They could see the fire too; or rather they could see the reflection of the fire and a flicker. The light made the rest of the island impenetrable dark and clouded their night sight so that they were slower. The fire was much bigger than before and thÈ lighted patch was surrounded with a fringe of new leaves that were pale green as though there was some sort of sunlight behind them. The people were making a rhythmic noise like the beat of a heart. Fa stood up in front of Lok so that she became a densely black shape.
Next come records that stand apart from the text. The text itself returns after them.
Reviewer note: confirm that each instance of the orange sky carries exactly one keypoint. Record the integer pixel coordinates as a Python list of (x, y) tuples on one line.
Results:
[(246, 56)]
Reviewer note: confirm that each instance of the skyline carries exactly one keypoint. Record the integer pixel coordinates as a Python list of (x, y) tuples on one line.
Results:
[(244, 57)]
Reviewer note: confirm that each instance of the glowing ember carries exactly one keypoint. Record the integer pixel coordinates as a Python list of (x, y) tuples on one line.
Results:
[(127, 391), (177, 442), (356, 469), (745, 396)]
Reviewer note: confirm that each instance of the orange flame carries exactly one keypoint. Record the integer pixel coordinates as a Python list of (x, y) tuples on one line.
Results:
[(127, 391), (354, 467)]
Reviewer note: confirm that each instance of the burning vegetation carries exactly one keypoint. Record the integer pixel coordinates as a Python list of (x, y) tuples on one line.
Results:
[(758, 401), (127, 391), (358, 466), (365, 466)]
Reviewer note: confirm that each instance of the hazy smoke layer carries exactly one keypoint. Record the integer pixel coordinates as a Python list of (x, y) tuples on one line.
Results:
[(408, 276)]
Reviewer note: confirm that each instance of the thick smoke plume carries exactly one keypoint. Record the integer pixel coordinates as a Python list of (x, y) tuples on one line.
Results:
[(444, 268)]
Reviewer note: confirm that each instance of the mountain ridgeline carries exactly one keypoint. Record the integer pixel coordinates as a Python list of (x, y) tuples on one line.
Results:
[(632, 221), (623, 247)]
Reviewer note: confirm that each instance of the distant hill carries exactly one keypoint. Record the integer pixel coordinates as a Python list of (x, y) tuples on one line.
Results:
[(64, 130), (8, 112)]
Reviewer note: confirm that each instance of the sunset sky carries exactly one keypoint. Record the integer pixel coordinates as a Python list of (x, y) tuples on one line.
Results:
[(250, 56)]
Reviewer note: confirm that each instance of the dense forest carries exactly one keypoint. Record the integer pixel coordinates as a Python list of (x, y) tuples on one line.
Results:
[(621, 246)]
The trees were tall at this end of the island and in the centre the bushes were spaced so that there was room to move among them. Lok followed her until they were standing with bent knees and toes flexed for flight behind one of the bushes at the very edge of the firelight. They could just see over into the patch of open ground that the people had chosen. There were too many things to see at once. To begin with, the trees had reorganized themselves. They had crouched down and woven their branches closely so that they made caverns of darkness on either side of the fire. The new people sat on the ground between Lok and the light and no two heads were the same shape. They were pulled out sideways into horns, or spired like a pine tree or were round and huge. Beyond the fire he could see the ends of the pile of logs that was waiting to be burnt and for all their weight the light seemed to make them move.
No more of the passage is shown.